Hayden Christensen plays David Rice, a seemingly normal man living a solitary life until. Not as normal as we think though when we discover he can 'hop' to any place that he wants on the globe. He lives under the radar until he decides on another bank robbery to maintain his lifestyle. It's an action that leads Samuel L Jackson and his henchmen to him. They are the Paladins, the Jumpers' arch enemies. So begins an extended game of cat and mouse across the planet.
A very comic booky, frothy 90 minutes of old school action works well - albeit in a Channel Five US TV show pilot kind of way. we get a decent chunk of back story and character development and Liman, who proved his action chops with Bourne Identity, is able to up the ante with the CGI effects taking over from the from the gunplay and car crash style of Bourne.
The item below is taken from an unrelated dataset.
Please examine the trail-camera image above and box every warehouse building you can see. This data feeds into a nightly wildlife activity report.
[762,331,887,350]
Sam Jackson is always helpful to a cast - and a film's fun quota is guaranteed to rise when he hams it up as he does here. So it's just a shame that Christensen appears out to prove his bland performance in the Star Wars movies wasn't a fluke, as here he's giving us another lifeless character in a leading role. This is all the more frustrating when the accomplished and charismatic Jamie Bell (another Jumper) pitches in and fills the screen with a dynamism sadly lacking elsewhere. He really deserved to have been pushed centre stage rather than Christensen.
DVD extras include an audio commentary by Liman and two producers, two featurettes and a little teasing look at further Jumper adventures.